Cancelling ItemSend event removes signature tag?

J

Josh

I have code that verifies the sending account before a message is
sent. So in the Application_ItemSend event, it will display "Are you
sure you want to send using account-name." If you click no, it will
set Cancel=True. This gives the user the opportunity to change to the
correct account. The problem is that this process somehow removes the
special bookmark used for the signature. So, even if I manually update
the account using the account dropdown, the signature won't update. As
further proof, if I go to Insert -> Signature and select one, it will
insert a second signature on the email (as opposed to replacing the
existing one).

Any thoughts on why this is happening or how to prevent it?

Thanks,
Josh
 
K

Ken Slovak - [MVP - Outlook]

Outlook version and email editor used?

In general that event is way too late to change signatures. You would have
to do it before the item is sent to the email transport, or you'd have to
find the bookmark and change the signature yourself in code based on the
sending account.
 
J

Josh

Sorry, using Outlook 2007. I'm not actually trying to change the
account/signature in the ItemSend event. I'm just doing some confirmation and
then sometimes canceling the send. Once i cancel, I'm looking at the unsent
email in Outlook again and just trying to manually update the
account/signature.

How can I capture the event of someone trying to send an email before it
gets to the ItemSend event? If there's not a way of doing that, how could I
modify the signature using bookmarks? As I mentioned, it seems to me that
something about calling the ItemSend event and then canceling it blows away
the bookmark, as Outlook can't even modify the signature through the GUI
after that occurs.

Thanks,
Josh
 
K

Ken Slovak - [MVP - Outlook]

You said you were using the Application_ItemSend() event, try using the
Item.Send() event which occurs before Application_ItemSend(). If that
doesn't work then you can't do what you want to do.
 
J

Josh

Ken,

Thanks for the reply. I'm sorry but I'm not sure how to handle the
Item.Send() event. I read some of your other posts, like this one:
1. Declare at class level an ItemEvents_Event object, say _apptEvents:
private Outlook.ItemEvents_Event _apptEvents;

Then instantiate the event handler so:
_apptEvents = (Outlook.ItemEvents_Event)_appt;
_apptEvents.Send += new Outlook.ItemEvents_SendEventHandler(myHandler);

but I don't see the Outlook.ItemEvents_Event in intellisense.

Thanks,
Josh
 
K

Ken Slovak - [MVP - Outlook]

That example uses C#, from what you've posted I assume you are using VBA
code, which is completely different. In that case the item will directly
expose the Send() event, so if you have a MailItem as objMail then
objMail.Send() will refer both to the Send() method and the Send() event.

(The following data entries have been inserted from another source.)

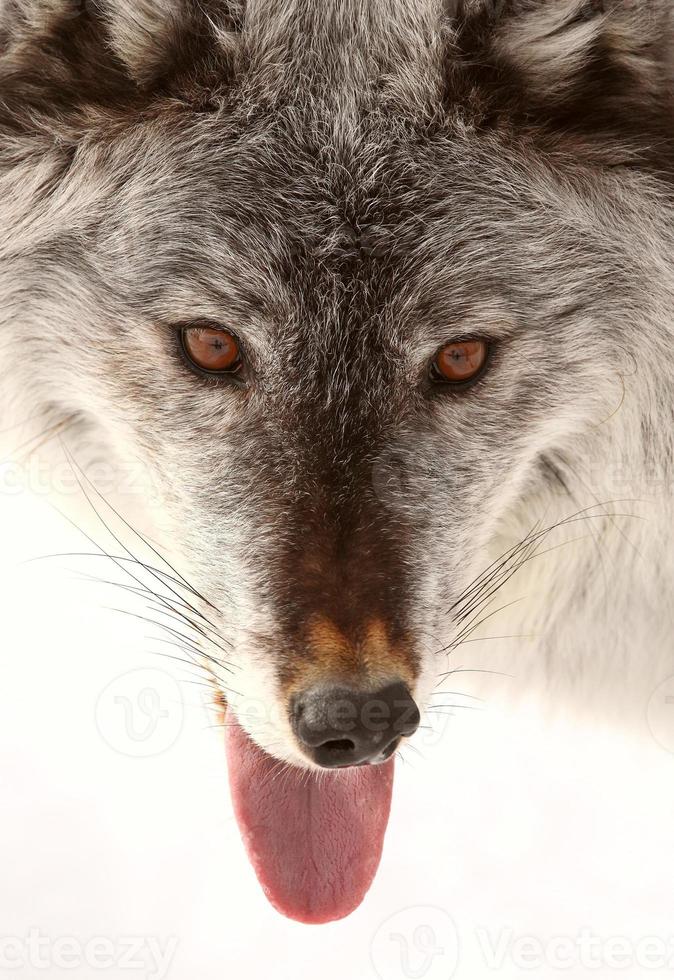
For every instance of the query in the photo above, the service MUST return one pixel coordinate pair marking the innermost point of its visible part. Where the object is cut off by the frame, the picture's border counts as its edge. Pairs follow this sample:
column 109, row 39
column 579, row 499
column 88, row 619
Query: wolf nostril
column 341, row 726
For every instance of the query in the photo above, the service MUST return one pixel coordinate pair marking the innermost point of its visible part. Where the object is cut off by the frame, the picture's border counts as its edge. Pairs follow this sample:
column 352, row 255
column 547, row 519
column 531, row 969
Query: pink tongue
column 313, row 838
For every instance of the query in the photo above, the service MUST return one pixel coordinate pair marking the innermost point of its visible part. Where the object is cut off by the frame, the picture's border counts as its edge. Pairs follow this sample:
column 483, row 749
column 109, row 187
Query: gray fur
column 349, row 185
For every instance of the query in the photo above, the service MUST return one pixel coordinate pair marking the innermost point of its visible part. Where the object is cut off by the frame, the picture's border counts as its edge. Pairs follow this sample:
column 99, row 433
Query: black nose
column 340, row 726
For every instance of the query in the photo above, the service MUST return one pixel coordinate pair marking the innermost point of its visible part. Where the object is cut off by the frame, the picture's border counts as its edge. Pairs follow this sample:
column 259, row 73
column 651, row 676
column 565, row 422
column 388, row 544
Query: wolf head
column 354, row 195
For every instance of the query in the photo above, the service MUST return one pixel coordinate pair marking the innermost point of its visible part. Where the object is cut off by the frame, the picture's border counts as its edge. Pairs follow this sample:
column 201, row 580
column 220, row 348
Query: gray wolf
column 381, row 293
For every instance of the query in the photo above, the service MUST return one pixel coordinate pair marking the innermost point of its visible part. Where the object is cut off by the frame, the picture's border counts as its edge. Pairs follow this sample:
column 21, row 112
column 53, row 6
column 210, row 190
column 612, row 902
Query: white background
column 511, row 843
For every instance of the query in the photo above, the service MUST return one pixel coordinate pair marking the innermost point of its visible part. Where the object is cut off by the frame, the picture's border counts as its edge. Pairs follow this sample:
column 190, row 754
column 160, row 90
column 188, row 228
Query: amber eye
column 212, row 349
column 461, row 362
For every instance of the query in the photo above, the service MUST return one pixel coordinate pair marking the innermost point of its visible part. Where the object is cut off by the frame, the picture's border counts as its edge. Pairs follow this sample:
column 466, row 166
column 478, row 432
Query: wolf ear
column 589, row 64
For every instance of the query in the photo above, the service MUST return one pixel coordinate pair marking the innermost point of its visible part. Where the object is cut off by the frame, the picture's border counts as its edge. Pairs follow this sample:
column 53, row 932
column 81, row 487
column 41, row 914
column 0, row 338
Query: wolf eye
column 460, row 363
column 212, row 349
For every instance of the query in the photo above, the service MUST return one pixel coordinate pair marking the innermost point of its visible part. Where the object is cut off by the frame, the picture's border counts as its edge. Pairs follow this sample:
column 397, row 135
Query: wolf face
column 348, row 192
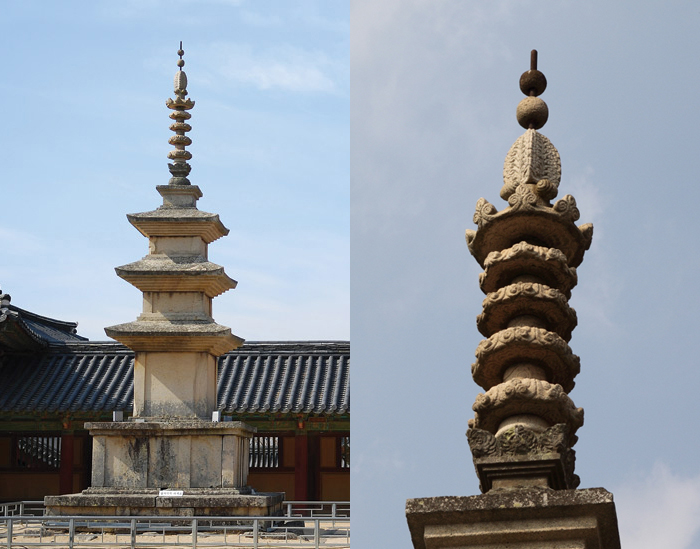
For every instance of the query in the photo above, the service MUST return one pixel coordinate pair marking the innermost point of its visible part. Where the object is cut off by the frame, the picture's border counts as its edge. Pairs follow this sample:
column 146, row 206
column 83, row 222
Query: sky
column 85, row 129
column 434, row 93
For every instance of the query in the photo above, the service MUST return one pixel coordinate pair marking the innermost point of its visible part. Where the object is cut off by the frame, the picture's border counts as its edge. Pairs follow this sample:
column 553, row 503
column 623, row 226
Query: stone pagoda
column 173, row 457
column 525, row 423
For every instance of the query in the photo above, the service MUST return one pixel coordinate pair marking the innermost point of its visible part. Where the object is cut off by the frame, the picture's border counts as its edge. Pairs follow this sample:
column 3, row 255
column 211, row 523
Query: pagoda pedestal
column 202, row 464
column 170, row 458
column 531, row 518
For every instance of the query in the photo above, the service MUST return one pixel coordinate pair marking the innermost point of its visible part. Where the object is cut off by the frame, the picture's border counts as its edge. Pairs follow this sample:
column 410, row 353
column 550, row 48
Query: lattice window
column 265, row 452
column 38, row 452
column 344, row 454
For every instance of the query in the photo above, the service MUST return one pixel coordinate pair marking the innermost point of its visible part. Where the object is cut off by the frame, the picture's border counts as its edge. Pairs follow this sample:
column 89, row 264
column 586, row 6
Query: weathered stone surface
column 525, row 221
column 531, row 159
column 549, row 306
column 169, row 442
column 519, row 455
column 546, row 265
column 148, row 503
column 528, row 345
column 175, row 454
column 525, row 396
column 516, row 519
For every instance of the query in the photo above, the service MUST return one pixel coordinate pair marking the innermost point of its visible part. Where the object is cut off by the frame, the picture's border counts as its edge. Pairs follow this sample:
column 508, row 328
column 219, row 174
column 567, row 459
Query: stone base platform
column 527, row 518
column 193, row 502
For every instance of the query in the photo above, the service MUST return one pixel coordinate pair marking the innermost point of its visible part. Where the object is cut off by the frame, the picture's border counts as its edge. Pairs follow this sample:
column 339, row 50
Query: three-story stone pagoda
column 171, row 458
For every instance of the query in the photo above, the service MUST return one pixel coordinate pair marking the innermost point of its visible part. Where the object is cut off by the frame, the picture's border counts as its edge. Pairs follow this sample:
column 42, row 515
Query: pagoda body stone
column 524, row 429
column 170, row 442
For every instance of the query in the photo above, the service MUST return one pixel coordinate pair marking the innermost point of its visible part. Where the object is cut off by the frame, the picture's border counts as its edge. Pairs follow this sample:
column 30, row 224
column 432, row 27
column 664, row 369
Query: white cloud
column 660, row 509
column 282, row 67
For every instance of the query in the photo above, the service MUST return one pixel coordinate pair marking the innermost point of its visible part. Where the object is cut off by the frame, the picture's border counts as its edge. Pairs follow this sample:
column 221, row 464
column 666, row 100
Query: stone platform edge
column 518, row 517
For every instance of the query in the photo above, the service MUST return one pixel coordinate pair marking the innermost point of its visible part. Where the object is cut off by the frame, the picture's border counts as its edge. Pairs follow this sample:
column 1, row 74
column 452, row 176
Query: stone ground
column 32, row 536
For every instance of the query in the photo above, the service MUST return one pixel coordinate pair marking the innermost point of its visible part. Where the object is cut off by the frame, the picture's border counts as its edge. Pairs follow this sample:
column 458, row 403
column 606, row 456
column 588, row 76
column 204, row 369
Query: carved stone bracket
column 525, row 344
column 529, row 299
column 520, row 456
column 522, row 396
column 546, row 264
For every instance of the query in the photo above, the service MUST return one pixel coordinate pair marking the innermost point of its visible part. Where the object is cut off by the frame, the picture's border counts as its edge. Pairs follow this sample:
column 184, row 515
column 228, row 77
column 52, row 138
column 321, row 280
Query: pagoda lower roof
column 179, row 222
column 160, row 273
column 175, row 336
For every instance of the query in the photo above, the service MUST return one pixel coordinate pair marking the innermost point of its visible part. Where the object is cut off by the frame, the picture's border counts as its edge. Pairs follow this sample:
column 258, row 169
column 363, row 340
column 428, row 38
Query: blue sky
column 434, row 93
column 86, row 129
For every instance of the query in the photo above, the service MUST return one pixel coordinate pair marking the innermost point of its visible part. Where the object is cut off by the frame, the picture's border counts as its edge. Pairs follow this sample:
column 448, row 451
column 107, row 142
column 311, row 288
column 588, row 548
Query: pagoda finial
column 532, row 160
column 180, row 169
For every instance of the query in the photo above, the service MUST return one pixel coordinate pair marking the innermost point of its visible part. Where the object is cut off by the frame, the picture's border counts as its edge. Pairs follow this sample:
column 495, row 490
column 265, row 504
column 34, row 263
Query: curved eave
column 166, row 336
column 508, row 227
column 178, row 281
column 179, row 222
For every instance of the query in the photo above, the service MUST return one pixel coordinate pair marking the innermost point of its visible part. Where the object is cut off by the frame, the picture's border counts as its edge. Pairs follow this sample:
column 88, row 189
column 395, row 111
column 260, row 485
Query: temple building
column 524, row 429
column 179, row 403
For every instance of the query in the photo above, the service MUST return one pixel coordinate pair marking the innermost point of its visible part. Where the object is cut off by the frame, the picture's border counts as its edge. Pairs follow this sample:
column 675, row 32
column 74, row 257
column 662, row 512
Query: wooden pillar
column 66, row 470
column 301, row 467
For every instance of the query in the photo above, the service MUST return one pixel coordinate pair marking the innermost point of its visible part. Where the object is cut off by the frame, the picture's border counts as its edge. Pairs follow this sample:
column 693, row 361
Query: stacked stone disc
column 525, row 423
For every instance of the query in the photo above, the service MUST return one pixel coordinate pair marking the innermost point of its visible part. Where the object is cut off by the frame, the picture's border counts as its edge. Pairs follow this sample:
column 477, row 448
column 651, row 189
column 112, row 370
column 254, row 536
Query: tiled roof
column 258, row 378
column 23, row 330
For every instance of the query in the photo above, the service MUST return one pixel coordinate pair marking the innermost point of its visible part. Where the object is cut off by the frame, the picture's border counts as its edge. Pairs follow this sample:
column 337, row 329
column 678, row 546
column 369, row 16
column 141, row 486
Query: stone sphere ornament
column 532, row 113
column 533, row 83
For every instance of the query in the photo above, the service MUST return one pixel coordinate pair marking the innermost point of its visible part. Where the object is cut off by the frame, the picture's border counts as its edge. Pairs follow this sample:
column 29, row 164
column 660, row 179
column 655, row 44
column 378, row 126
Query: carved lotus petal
column 548, row 264
column 531, row 159
column 526, row 396
column 567, row 208
column 525, row 345
column 484, row 212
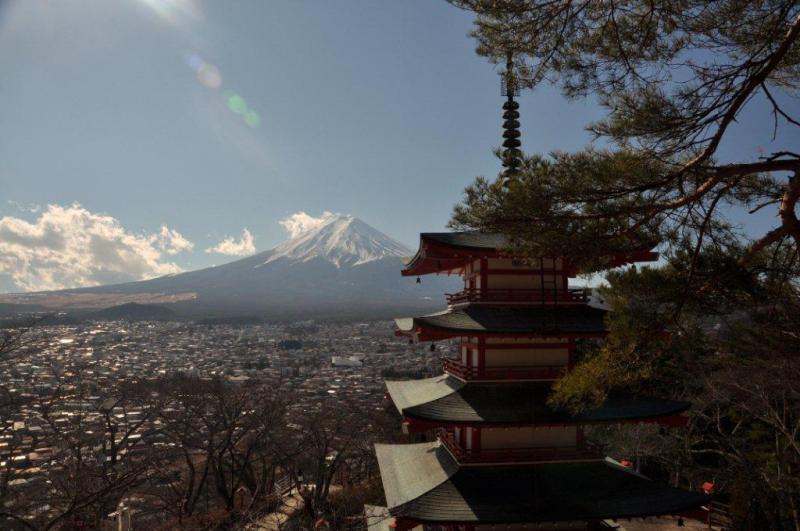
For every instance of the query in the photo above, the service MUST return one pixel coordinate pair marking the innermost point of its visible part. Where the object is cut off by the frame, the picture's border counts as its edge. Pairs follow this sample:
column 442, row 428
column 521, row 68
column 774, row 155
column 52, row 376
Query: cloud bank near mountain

For VBA code you would need to declare your item object (objMail say)
WithEvents so you can handle events on that item.
 
J

Josh

Ken, thanks for the reply. I did as you said, and it is capturing the
objMail_Send event prior to Application_ItemSend. However, it is still
experiencing the same problem with the signature not updating/not being
updateable.

Also, I have in ThisOutlookSession:
Public WithEvents objMail As MailItem
Private Sub Application_ItemLoad(ByVal Item As Object)
If TypeOf Item Is Outlook.MailItem Then
Set objMail = Item
End If
End Sub

Is this the correct place to put this code? How do I handle if multiple
message are opened at once? Seems like it could get a handle to the wrong
item when sending.

-Josh
 
K

Ken Slovak - [MVP - Outlook]

That's the correct location. For multiple open Inspectors or items you can
use a collection to hold them and a unique Key value for each one. I usually
use a special wrapper class that declares any item or Inspector objects I'll
need along with the event handlers for the specific item. Then each item's
events fire only in that class. The collection keeps the class alive until
it's no longer needed, you just remove it from the collection when the item
or Inspector is closed.

As I mentioned, that might not work since the signature stuff is only done
by Outlook when a new item is opened/replied to/forwarded. For anything else
it becomes a matter of finding the existing signature and replacing it
yourself with the desired one using string functions.
 
J

Josh

OK, I suppose I could setup all my signatures to have some special character
combination at the start and end so I can remove the old signature and
replace with the new. So the question becomes, how do I write this function:

Private Function GetNewMessageSignatureFromAccount(inSendUsingAccount) as
string

'Take in an account and retrieve the signature to use for new messages

End Sub
 
J

Josh

Ha, I didn't intend for it to be. How do I get the new message signature text
stored in outlook associated with a given account?
 
K

Ken Slovak - [MVP - Outlook]

That's in an undocumented section of the registry under the email accounts.
How you'd parse that out I have no idea.